Einfach lecker: Zucchininudeln mit Mandel-Knoblauchsauce & Räuchertofu

Anna-Lena Klapp | 28 Jahre | Kassel
Bloggerin | Buchautorin | Veganerin
www.veggietale.de
Foto: Eva Seidel Fotografie

„Diesen Monat gibt es Pasta, ganz ohne Pasta! Denn Nudeln müssen nicht immer nur aus Weizen bestehen. Mit diesem Rezept zeige ich euch, wie lecker Nudeln aus Zucchini sein können. Alles, was ihr dafür benötigt, ist ein Spiralschneider oder ersatzweise ein Sparschäler. Und natürlich: Zucchini! Die Zoodels, also Nudeln aus Zucchini, bringen Abwechslung auf den Tisch und können wie Hartweizen-Nudeln mit verschiedensten Soßen kombiniert werden.

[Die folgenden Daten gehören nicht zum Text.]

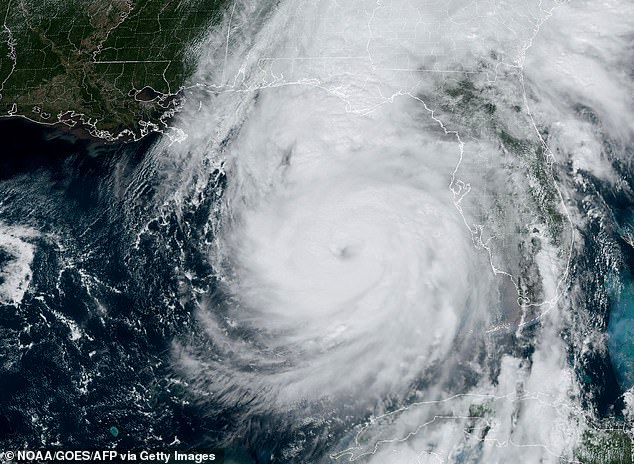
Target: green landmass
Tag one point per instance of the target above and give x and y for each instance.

Ich persönlich esse sie am liebsten mit einer cremigen Sauce auf Mandelmus-Basis und jeder Menge Knoblauch. Neugierig geworden? Dann ab in die Küche und viel Spaß beim Ausprobieren!“

 

Zutaten:

2 große Zucchini
3 Knoblauchzehen
2 EL Rapsöl
2 EL weißes Mandelmus
4 EL heißes Wasser
1 rote Zwiebel
170 g Räuchertofu
Salz und Pfeffer

Notwendiges Küchenutensil:
Spiralschneider oder Sparschäler

© sveta_zarzamora—Fotolia

Zubereitung:

1. Knoblauch schälen und fein hacken.

2. Zucchini waschen, die Enden mit einem Messer gerade abtrennen und die Zucchini mit einem Spiralschneider zu Nudeln drehen (oder mit
einem Sparschäler in dünne Streifen schneiden).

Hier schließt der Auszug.